Il libro non parla di nulla.
Non c’è una trama.
Una necessità impellente di averlo scritto.
Un’ispirazione poetica.
Solo narcisismo.

Si veda lo spezzone video della recente stroncatura senza appello da parte di una scrittrice brava come Michela Murgia, durante la trasmissione televisiva “Le Storie” di Augias
Con lui ambasciatore, la gente scappa.
Il turista metta la testa sotto la sabbia.
Basta conoscerlo un pochino meglio per capire cosa sia il suo egoismo e la sua totale mancanza di empatia con chicchessia.
A lui interessa solo la sua immagine.
Quand’era sposato nel suo sito si parlava solo di lui, la moglie sembrava una miracolata che l’aveva incontrato…
Non fa che offendere tutti quelli che non lo idolatrano.
E’ una persona che probabilmente non sa voler bene a nessuno escluso se stesso
(alla Murgia le ha dato della cicciona…)

Ma il sindaco e l’ineffabile Comanducci (braccio armato della Confcommercio) l’hanno letto il libro?
E se non l’hanno, le hanno lette le stroncature sulla stampa nazionale?
(vedi Mancuso sul Foglio).
Dev’essere proprio una ciofeca questo libro per essere stroncato così senza appello…
Un libro scritto nei ritagli di tempo, sul water magari, e con la mano sinistra.
O forse Scanzi è capace solo a scrivere di sé stesso o sulle vite di personaggi straordinari come ritiene di essere lui, e i romanzi per lui sono tabù.
Forse tutto preso dal suo giubbotto di pelle nera non è in grado di costruire mondi come fanno i veri narratori.
E’ troppo preso a farsi piacere per avere l’umiltà di chi ha consapevolezza.

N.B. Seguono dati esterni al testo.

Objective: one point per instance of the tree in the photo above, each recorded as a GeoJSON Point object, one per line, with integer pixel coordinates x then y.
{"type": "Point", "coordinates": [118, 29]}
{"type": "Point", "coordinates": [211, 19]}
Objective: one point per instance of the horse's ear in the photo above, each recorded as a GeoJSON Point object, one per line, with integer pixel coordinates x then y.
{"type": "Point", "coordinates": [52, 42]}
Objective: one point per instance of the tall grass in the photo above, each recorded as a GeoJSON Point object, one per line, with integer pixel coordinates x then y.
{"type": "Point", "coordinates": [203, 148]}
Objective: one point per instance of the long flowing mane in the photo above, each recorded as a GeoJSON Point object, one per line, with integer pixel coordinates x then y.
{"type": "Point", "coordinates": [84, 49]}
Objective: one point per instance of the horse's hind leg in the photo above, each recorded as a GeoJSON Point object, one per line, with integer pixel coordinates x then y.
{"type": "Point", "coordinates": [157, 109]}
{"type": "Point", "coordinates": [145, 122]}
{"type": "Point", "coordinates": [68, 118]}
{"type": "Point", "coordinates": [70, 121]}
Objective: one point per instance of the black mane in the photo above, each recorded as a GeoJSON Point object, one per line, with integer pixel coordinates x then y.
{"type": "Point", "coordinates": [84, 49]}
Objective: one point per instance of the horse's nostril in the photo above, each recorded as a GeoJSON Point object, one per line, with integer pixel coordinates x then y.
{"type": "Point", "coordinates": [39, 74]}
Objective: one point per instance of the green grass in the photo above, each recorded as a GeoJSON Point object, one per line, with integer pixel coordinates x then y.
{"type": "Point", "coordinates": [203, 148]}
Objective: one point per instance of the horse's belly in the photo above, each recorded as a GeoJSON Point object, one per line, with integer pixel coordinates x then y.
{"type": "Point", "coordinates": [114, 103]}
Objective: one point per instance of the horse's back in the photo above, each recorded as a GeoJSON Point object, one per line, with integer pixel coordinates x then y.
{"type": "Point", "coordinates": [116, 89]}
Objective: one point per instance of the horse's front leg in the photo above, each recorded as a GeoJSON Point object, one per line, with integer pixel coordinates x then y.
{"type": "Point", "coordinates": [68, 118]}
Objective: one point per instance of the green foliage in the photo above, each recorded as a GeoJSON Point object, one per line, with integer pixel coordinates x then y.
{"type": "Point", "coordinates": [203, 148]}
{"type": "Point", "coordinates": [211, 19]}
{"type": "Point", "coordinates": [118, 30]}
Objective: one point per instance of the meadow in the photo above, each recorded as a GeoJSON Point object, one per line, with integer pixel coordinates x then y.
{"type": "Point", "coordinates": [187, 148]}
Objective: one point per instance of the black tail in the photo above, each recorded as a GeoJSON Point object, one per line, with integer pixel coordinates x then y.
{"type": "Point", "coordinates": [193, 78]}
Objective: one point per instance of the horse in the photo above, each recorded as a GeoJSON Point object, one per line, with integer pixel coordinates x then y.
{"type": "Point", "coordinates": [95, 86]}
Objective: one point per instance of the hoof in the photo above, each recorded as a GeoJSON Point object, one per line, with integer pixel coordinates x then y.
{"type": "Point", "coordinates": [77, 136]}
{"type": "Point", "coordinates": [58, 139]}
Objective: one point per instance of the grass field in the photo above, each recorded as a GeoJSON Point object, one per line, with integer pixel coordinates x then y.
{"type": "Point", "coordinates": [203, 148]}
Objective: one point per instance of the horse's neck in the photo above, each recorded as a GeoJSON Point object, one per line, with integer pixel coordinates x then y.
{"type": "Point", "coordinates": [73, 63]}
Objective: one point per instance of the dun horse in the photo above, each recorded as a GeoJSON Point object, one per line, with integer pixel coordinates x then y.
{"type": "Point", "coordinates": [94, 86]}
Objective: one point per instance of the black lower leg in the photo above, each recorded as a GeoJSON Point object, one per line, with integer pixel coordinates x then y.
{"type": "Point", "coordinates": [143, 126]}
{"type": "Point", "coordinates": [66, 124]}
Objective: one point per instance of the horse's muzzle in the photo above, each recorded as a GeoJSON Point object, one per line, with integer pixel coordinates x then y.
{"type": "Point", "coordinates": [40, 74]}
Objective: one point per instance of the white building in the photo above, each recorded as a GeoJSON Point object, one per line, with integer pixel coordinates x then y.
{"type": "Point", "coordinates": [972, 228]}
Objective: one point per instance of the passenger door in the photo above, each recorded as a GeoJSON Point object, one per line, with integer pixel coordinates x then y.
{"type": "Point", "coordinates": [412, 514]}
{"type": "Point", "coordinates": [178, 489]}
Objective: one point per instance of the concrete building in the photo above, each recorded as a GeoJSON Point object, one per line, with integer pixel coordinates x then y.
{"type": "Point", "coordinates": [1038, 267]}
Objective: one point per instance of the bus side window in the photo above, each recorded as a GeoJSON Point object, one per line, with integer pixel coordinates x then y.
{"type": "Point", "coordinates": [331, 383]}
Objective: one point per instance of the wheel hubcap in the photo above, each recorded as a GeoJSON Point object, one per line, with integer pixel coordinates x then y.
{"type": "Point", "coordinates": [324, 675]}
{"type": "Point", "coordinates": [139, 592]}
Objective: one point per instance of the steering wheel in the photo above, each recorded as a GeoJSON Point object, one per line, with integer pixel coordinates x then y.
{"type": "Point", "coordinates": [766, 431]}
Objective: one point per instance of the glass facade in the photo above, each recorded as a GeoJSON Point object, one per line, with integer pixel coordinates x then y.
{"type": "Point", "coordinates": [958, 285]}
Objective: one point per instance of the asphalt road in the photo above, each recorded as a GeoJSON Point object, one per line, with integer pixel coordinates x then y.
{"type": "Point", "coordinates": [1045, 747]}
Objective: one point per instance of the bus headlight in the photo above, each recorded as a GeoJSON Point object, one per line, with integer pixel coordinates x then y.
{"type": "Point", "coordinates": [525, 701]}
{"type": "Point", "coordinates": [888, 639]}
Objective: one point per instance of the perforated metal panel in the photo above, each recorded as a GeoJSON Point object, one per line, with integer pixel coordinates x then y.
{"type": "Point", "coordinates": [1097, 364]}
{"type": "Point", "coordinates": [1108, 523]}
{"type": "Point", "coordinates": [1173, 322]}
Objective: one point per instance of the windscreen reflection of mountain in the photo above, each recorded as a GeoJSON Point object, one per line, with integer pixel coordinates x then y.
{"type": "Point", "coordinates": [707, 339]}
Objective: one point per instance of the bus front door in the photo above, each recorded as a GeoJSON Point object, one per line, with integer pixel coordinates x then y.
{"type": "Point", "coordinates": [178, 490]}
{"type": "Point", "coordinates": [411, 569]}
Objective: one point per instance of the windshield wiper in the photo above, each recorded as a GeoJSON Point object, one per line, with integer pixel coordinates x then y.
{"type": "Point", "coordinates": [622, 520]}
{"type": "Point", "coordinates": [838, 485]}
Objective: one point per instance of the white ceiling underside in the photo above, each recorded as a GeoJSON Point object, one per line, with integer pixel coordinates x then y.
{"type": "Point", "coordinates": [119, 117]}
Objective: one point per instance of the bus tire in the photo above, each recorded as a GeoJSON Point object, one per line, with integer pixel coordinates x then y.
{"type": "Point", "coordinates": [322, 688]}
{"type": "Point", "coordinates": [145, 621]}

Rimane il fatto che Ghinelli & Co. esibiscono sempre di più il loro inenarrabile provincialismo, anche culturale.
Ma Ghinelli quando ha letto l’ultimo libro dopo I quattro moschettieri e il bignami di Ingegneria?
Insomma Scanzi ce lo meritiamo.
Forse è l’aretino più vero che c’è.
Scontroso.
Maleducato.
Calcolatore.
Accentratore.
Privo di empatia. …

Gianni Boncompagni (aretino anche lui) in confronto era un pivello.
Pupo in confronto è un gigante, soprattutto in quanto ad umanità e simpatia.
Come dice il saggio, “le erbacce vivono al margine della società vegetale”.
Ma evidentemente a volte bucano l’asfalto o la pietra serena e nascono anche nelle nostre belle città.
Diserbate lo Scanzi (ci rivolgiamo al servizio verde del Comune) e vivremo tutti meglio. Compreso lui.